The national deficit has fallen by about $1.7 trillion during Mr. Biden’s time in office. In fiscal year 2023, the government is expected to run a $1.4 trillion deficit, which will be about the same as the previous year but a significant increase over deficit spending before the pandemic. In fiscal year 2019, the last full year before the pandemic, the federal government ran a $984 billion deficit.

Republicans in Congress have argued that Mr. Biden does not deserve credit for those reductions because much of it is attributable to the expiration of policies and pandemic-era provisions from President Trump’s tenure. Others have argued that the federal deficit would have fallen even more absent Mr. Biden’s spendthrift policies.

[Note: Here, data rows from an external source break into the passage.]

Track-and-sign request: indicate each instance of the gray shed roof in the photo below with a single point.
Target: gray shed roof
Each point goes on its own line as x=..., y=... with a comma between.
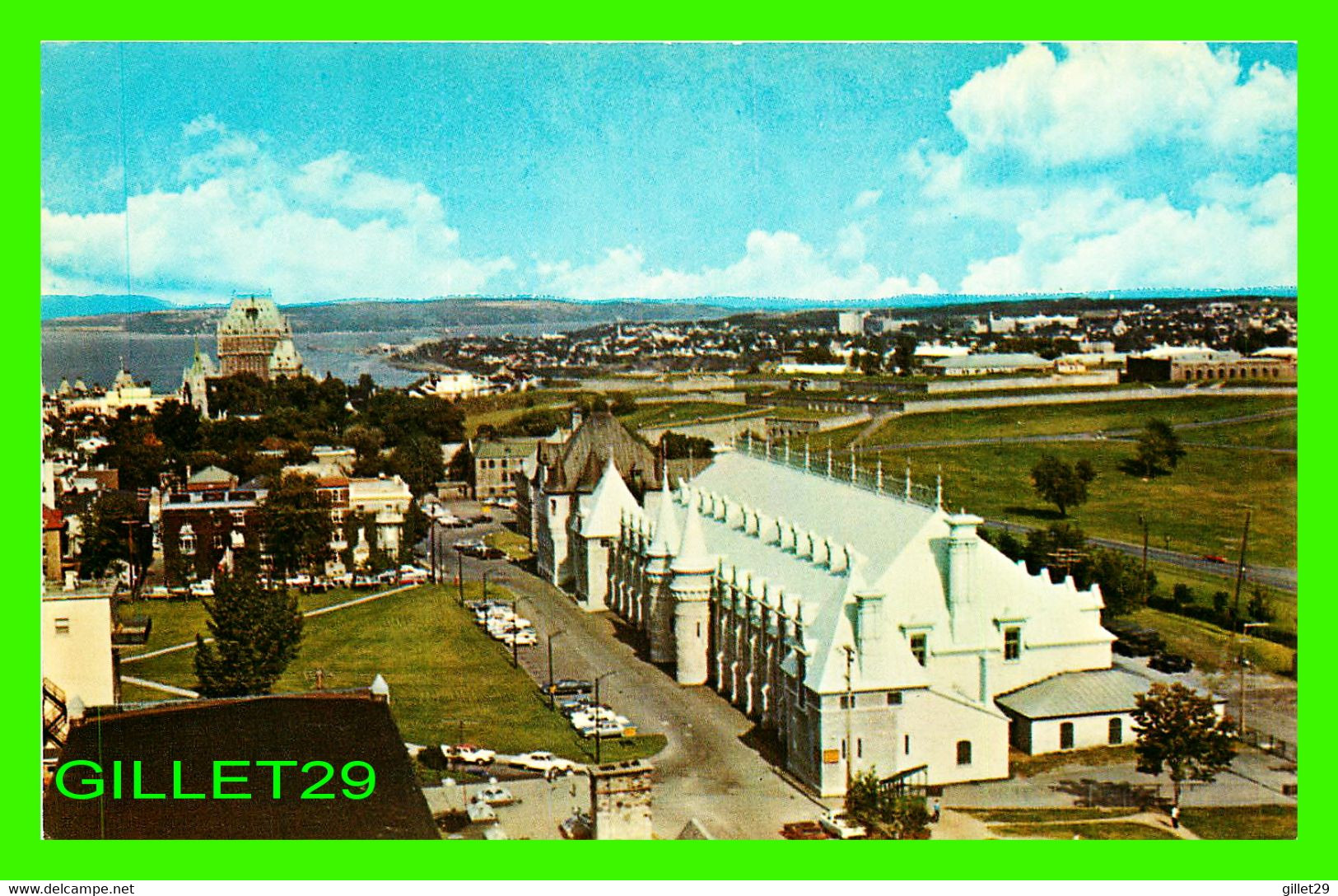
x=1081, y=693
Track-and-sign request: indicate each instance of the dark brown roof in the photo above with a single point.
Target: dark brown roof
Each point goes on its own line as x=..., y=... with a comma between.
x=592, y=444
x=325, y=726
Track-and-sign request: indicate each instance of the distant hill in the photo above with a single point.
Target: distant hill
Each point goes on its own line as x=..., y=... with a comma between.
x=57, y=306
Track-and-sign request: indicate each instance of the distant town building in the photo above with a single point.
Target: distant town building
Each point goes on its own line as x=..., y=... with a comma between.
x=254, y=338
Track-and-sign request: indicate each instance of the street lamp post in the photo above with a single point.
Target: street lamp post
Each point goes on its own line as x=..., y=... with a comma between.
x=1245, y=632
x=552, y=636
x=597, y=740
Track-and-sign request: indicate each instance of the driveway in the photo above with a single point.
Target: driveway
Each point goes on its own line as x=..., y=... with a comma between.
x=706, y=771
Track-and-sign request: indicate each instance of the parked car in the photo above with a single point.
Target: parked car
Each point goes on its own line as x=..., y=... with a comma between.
x=1171, y=664
x=543, y=761
x=577, y=827
x=469, y=754
x=841, y=825
x=413, y=576
x=494, y=796
x=567, y=686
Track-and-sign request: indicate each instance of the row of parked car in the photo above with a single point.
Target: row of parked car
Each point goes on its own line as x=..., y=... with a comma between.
x=1134, y=641
x=585, y=716
x=502, y=623
x=303, y=582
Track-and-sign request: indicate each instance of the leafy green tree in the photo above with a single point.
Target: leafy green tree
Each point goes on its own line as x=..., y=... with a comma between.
x=1159, y=448
x=1061, y=483
x=296, y=525
x=419, y=462
x=897, y=816
x=107, y=535
x=257, y=632
x=1181, y=733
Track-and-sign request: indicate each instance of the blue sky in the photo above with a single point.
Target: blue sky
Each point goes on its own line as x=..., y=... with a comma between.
x=822, y=171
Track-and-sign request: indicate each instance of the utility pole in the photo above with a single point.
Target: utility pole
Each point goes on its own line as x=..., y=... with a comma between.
x=1245, y=642
x=850, y=703
x=1241, y=566
x=552, y=636
x=1143, y=585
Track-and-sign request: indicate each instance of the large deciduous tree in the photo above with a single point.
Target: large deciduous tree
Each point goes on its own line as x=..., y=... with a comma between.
x=1181, y=733
x=1061, y=483
x=1159, y=448
x=257, y=632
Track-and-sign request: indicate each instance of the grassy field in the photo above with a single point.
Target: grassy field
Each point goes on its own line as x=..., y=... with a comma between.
x=1093, y=416
x=670, y=412
x=1211, y=647
x=442, y=670
x=1200, y=506
x=517, y=546
x=1023, y=765
x=1242, y=823
x=1080, y=831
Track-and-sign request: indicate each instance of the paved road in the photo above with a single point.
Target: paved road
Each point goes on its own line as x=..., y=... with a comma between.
x=1274, y=576
x=706, y=771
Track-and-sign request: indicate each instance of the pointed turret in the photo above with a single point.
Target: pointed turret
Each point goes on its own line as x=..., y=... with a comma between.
x=667, y=527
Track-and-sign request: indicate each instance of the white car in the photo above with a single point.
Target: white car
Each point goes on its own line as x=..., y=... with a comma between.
x=469, y=754
x=543, y=761
x=494, y=796
x=841, y=825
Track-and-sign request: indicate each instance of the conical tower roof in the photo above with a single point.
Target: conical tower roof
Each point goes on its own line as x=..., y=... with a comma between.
x=667, y=527
x=692, y=555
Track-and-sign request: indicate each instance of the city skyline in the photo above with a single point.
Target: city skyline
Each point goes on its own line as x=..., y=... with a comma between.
x=813, y=171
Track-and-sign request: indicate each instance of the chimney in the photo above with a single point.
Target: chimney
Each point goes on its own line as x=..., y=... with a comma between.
x=961, y=558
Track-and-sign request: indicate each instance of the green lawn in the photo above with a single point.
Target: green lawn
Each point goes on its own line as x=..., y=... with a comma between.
x=1200, y=506
x=1242, y=823
x=1091, y=416
x=670, y=412
x=1211, y=647
x=1096, y=831
x=442, y=670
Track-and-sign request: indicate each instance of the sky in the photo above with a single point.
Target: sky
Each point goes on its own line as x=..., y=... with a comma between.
x=593, y=171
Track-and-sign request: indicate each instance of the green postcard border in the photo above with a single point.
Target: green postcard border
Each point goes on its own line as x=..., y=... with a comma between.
x=28, y=857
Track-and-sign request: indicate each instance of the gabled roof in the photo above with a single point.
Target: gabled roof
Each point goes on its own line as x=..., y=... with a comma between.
x=604, y=436
x=1077, y=693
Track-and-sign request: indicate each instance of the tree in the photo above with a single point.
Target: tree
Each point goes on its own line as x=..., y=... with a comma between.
x=296, y=525
x=898, y=816
x=1061, y=483
x=1159, y=448
x=256, y=629
x=1181, y=732
x=419, y=462
x=107, y=536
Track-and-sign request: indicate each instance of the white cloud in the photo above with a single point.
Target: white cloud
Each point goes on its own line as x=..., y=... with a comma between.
x=324, y=231
x=775, y=264
x=1098, y=240
x=866, y=199
x=1104, y=100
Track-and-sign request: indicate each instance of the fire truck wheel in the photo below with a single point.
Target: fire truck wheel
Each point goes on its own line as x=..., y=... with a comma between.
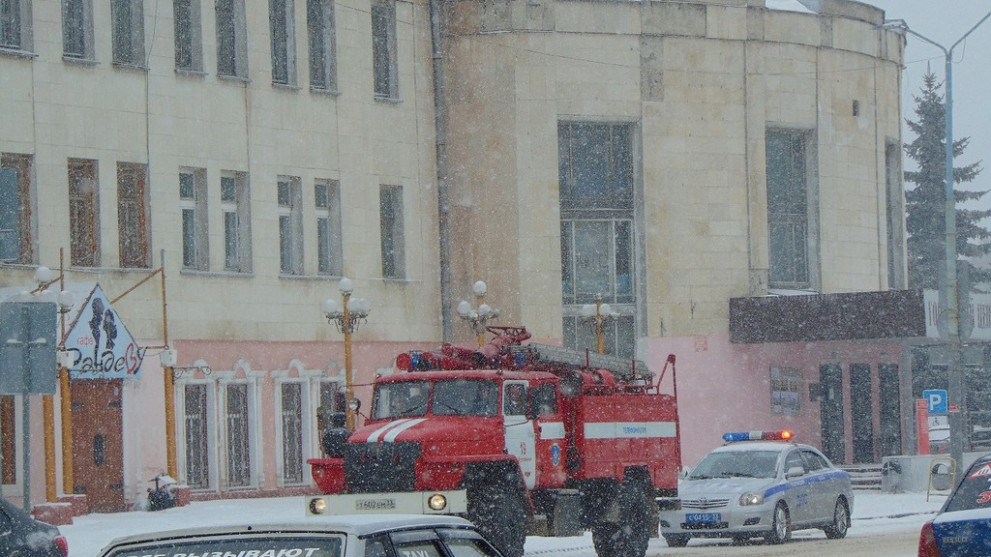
x=629, y=537
x=498, y=512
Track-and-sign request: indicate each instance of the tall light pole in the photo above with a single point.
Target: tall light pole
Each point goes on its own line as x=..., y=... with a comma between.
x=598, y=314
x=955, y=373
x=347, y=317
x=477, y=318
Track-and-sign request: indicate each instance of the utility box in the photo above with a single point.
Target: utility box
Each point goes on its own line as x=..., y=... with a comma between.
x=27, y=346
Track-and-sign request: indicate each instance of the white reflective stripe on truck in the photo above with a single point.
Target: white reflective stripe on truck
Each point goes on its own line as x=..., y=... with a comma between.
x=630, y=430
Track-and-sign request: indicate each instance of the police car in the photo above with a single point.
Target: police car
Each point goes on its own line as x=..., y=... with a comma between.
x=760, y=484
x=963, y=525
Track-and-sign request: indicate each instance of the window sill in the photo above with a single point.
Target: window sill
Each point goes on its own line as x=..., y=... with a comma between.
x=80, y=61
x=190, y=72
x=219, y=274
x=17, y=53
x=130, y=66
x=325, y=91
x=233, y=78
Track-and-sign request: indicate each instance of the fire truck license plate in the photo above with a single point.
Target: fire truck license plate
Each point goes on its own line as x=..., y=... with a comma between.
x=695, y=518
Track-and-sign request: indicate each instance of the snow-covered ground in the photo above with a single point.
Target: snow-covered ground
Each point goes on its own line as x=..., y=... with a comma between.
x=873, y=513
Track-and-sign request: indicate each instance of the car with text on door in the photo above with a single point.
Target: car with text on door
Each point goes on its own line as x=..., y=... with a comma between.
x=760, y=484
x=376, y=535
x=23, y=536
x=962, y=527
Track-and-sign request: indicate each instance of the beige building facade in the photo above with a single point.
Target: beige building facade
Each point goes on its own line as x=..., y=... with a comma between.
x=664, y=156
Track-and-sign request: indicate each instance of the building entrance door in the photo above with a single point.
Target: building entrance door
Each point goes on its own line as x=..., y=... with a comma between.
x=97, y=443
x=831, y=408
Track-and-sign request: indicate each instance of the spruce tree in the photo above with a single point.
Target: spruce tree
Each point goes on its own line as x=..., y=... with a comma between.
x=925, y=202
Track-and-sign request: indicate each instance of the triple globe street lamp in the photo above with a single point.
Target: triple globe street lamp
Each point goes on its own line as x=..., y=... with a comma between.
x=478, y=317
x=347, y=317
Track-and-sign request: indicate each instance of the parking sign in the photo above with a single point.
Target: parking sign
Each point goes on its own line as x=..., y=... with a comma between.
x=937, y=400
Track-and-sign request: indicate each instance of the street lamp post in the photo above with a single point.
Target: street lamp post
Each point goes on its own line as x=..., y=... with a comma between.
x=598, y=314
x=347, y=317
x=477, y=318
x=955, y=373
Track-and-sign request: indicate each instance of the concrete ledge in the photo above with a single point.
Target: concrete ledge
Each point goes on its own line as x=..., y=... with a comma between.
x=56, y=514
x=182, y=494
x=80, y=505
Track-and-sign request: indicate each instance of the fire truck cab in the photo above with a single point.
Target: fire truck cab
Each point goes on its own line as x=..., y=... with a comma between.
x=519, y=439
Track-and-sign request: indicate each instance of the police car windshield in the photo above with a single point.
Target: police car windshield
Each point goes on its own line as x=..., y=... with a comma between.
x=466, y=397
x=736, y=464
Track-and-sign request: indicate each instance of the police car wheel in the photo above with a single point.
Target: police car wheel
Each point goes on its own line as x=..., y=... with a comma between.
x=840, y=523
x=780, y=526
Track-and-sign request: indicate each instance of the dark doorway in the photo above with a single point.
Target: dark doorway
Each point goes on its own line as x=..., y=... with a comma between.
x=831, y=407
x=97, y=443
x=891, y=409
x=862, y=413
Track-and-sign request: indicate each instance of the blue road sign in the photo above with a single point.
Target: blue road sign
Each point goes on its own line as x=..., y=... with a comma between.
x=938, y=403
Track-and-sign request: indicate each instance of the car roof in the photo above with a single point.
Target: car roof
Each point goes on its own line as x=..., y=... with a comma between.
x=775, y=446
x=357, y=525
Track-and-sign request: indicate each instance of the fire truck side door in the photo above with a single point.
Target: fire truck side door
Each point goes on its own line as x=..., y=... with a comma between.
x=519, y=428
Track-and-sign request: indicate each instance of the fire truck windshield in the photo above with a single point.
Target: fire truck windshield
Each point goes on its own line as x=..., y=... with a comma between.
x=466, y=397
x=451, y=397
x=400, y=400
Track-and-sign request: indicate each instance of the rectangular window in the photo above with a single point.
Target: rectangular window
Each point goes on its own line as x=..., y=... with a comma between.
x=321, y=31
x=234, y=203
x=193, y=206
x=292, y=433
x=197, y=437
x=788, y=209
x=17, y=210
x=15, y=25
x=281, y=23
x=232, y=45
x=384, y=59
x=128, y=32
x=290, y=225
x=391, y=229
x=188, y=35
x=77, y=29
x=330, y=254
x=786, y=390
x=238, y=436
x=84, y=213
x=8, y=440
x=133, y=218
x=596, y=175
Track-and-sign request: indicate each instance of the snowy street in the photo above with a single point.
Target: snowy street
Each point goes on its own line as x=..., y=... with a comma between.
x=890, y=521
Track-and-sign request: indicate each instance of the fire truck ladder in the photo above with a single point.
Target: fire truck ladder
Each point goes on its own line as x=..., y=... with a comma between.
x=622, y=368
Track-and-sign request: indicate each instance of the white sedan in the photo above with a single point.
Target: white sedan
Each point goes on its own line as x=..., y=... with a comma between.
x=760, y=488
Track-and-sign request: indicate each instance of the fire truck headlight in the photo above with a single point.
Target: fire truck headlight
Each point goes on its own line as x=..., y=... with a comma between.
x=318, y=505
x=437, y=502
x=749, y=499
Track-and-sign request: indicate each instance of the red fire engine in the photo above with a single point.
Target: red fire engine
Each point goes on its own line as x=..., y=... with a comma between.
x=519, y=438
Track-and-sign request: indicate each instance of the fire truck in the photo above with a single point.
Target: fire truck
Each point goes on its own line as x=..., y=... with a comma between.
x=520, y=438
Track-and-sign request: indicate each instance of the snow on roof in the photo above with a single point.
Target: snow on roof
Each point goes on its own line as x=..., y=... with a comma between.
x=804, y=6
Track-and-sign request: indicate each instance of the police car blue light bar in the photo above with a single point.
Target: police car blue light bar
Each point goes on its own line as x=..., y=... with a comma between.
x=780, y=435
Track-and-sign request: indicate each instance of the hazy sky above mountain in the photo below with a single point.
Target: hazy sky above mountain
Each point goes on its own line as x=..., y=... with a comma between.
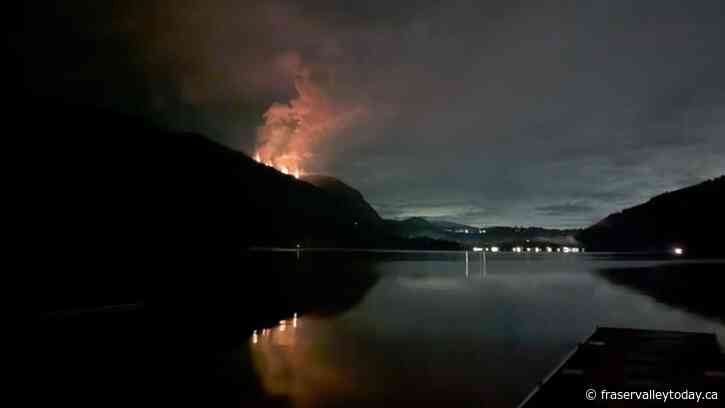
x=486, y=112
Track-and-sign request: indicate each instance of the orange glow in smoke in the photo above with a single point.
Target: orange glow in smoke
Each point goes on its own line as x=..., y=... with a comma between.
x=280, y=165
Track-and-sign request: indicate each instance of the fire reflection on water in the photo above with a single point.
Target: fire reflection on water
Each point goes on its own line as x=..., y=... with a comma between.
x=290, y=362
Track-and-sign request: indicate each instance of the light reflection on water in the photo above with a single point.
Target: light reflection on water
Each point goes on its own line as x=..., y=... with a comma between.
x=434, y=331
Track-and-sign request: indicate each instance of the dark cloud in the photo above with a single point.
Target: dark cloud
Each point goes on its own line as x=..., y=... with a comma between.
x=564, y=209
x=480, y=112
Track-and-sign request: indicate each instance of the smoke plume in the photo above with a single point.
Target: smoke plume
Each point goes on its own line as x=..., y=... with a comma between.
x=292, y=131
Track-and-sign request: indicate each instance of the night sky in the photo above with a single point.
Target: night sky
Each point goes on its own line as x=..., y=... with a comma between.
x=496, y=112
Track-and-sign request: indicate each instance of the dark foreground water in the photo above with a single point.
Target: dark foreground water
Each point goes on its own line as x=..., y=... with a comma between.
x=430, y=329
x=349, y=329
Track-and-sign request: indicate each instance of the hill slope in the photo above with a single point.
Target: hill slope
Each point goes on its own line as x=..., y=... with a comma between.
x=691, y=217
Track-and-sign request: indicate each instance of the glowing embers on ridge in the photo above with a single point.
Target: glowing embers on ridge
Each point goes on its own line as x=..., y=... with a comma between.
x=284, y=169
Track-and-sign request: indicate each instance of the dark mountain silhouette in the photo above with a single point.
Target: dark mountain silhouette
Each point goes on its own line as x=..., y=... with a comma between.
x=691, y=218
x=350, y=200
x=470, y=235
x=116, y=194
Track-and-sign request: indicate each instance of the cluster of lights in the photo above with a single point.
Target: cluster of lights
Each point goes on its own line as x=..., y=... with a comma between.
x=281, y=327
x=519, y=249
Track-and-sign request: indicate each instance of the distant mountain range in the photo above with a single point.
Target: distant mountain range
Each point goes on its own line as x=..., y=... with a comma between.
x=692, y=218
x=471, y=235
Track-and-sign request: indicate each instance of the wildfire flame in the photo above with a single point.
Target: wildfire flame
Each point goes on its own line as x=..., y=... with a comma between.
x=296, y=172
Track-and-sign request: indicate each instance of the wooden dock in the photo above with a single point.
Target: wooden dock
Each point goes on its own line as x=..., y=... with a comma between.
x=641, y=362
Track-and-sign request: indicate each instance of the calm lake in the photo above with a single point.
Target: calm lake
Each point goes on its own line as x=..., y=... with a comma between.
x=430, y=328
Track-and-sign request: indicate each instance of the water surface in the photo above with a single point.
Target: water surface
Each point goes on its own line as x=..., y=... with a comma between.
x=433, y=329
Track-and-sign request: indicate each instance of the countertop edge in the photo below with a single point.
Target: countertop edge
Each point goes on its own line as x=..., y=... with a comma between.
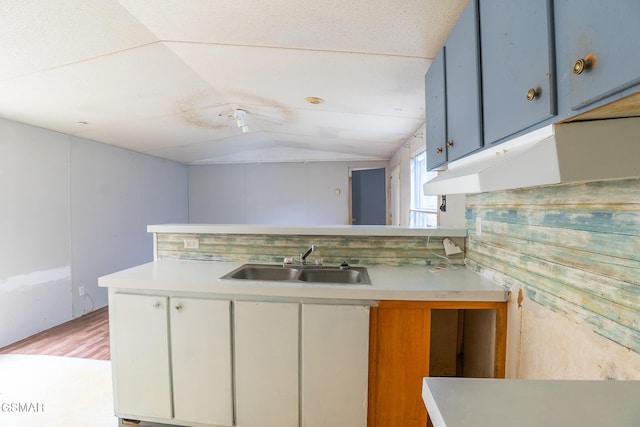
x=328, y=230
x=417, y=284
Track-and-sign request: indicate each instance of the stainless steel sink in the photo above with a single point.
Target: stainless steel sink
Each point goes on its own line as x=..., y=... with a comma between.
x=301, y=274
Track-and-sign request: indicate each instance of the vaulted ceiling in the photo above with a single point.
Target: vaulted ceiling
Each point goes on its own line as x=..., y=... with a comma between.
x=179, y=78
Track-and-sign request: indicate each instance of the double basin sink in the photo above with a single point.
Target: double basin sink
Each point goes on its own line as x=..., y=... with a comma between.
x=301, y=274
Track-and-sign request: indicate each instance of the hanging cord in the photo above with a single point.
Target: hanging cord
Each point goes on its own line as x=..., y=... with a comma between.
x=449, y=265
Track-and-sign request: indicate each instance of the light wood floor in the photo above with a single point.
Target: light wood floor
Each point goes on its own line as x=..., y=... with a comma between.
x=86, y=337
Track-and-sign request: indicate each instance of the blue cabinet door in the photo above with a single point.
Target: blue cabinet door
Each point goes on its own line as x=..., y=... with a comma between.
x=464, y=104
x=518, y=73
x=436, y=112
x=598, y=53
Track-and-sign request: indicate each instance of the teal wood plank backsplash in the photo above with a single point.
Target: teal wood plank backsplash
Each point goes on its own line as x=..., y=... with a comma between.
x=362, y=250
x=573, y=248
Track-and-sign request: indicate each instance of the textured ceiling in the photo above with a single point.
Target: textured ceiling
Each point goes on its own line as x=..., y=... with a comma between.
x=162, y=77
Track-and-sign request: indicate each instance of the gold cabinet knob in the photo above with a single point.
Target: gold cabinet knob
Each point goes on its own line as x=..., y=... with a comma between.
x=583, y=64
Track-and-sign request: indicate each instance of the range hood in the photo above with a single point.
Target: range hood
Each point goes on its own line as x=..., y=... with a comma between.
x=559, y=153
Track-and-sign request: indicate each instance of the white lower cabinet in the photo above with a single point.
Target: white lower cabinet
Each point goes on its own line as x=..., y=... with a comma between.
x=266, y=358
x=201, y=360
x=334, y=354
x=139, y=356
x=171, y=359
x=186, y=361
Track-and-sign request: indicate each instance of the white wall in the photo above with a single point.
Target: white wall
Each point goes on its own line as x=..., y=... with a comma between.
x=35, y=259
x=73, y=210
x=272, y=193
x=115, y=194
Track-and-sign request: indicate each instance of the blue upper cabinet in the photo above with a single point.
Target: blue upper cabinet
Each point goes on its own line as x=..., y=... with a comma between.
x=436, y=112
x=464, y=105
x=453, y=96
x=518, y=73
x=598, y=53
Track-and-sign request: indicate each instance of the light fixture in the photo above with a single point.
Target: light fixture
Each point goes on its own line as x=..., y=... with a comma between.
x=238, y=115
x=314, y=100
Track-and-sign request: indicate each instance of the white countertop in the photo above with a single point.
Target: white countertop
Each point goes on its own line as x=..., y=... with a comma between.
x=306, y=230
x=457, y=402
x=387, y=283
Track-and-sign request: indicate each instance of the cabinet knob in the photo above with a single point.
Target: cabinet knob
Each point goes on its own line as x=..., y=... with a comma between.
x=583, y=64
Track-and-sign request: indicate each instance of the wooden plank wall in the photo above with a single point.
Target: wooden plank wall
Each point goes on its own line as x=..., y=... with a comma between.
x=573, y=248
x=356, y=250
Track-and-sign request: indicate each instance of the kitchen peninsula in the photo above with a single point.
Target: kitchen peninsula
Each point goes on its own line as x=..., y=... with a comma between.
x=191, y=348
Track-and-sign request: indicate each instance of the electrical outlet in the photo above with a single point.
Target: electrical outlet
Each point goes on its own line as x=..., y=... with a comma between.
x=191, y=243
x=450, y=248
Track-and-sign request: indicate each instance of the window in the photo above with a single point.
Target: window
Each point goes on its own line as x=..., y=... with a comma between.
x=424, y=209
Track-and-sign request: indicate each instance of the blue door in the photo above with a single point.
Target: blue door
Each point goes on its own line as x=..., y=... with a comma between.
x=368, y=197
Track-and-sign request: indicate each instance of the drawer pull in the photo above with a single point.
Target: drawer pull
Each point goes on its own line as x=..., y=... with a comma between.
x=584, y=64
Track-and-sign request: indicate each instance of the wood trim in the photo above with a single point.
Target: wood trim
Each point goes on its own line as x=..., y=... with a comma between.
x=404, y=327
x=373, y=365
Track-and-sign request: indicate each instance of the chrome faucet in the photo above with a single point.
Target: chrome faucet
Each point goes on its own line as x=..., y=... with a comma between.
x=303, y=257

One of those critics, Representative Ralph Norman, has become a point man for House Republicans in internal budget negotiations, a role he won by agreeing to support Speaker McCarthy during his campaign to gain the speaker’s seat.

According to Mr. Norman, every “major piece of financial legislation — including this upcoming debt ceiling package — MUST come with some incremental cuts to non-military, discretionary spending.”

Mr. Norman was one of a minority of Republicans who opposed debt limit increases or suspensions the three times the issue was brought to a vote under Mr. Trump, in 2017, 2018, and 2019.

This pledge to cut spending without naming any specific programs to be cut has become typical of Republicans speaking on the topic in 2023. Mr. Norman, like many other Republicans, has said he wants to cut the budget without touching military or mandatory spending, the vast majority of which is on programs like Social Security or Medicare. 

The problem, though, is that these two categories of spending — military discretionary spending and mandatory spending — together make up the vast majority of federal spending. Cutting the budget without touching either of these categories would mean that Republicans would need to cut all other government programs to the bone.

According to a Congressional Budget Office estimate, if only Social Security and Medicare are exempt from cuts, all other spending would need to be cut by 44 percent to produce a balanced budget.

The difficult math, along with earlier promises from some GOP senators to cut entitlement programs, has provided a lane for Democrats to question Republicans’ credibility in their promises not to touch entitlement programs or military spending, which amounted to about $800 billion last year.

“If you want to protect Social Security and Medicare, that’s fine. How about our veterans? How about Medicaid programs that go to the states?” the Democratic House Caucus chairman, Peter Aguilar, told reporters. 

“And we would welcome their pledge to protect Social Security and Medicare,” Mr. Aguilar added. “I just don’t know that we can believe it.”

With Mr. Biden expected to deliver a full proposed budget next week, Republicans will soon be forced to put up their own concrete plan. So far, the closest House Republicans have come to such a plan is to cut what a former director of the Office of Management and Budget, Russell Vought, has described to Reuters as “significantly woke and unaccountable” bureaucracy. 

“We’re in a divided government,” Mr. Vought said. “So what’s the easiest place to cut spending? It’s the bureaucracy, and that’s where we want to focus the fight.”

Mr. Vought, who has been brought in to help House Republicans build a plan, has said they’re planning to propose $150 billion in non-defense discretionary spending cuts, a category that only makes up around $900 billion of the $5.8 trillion fiscal year 2023 federal budget.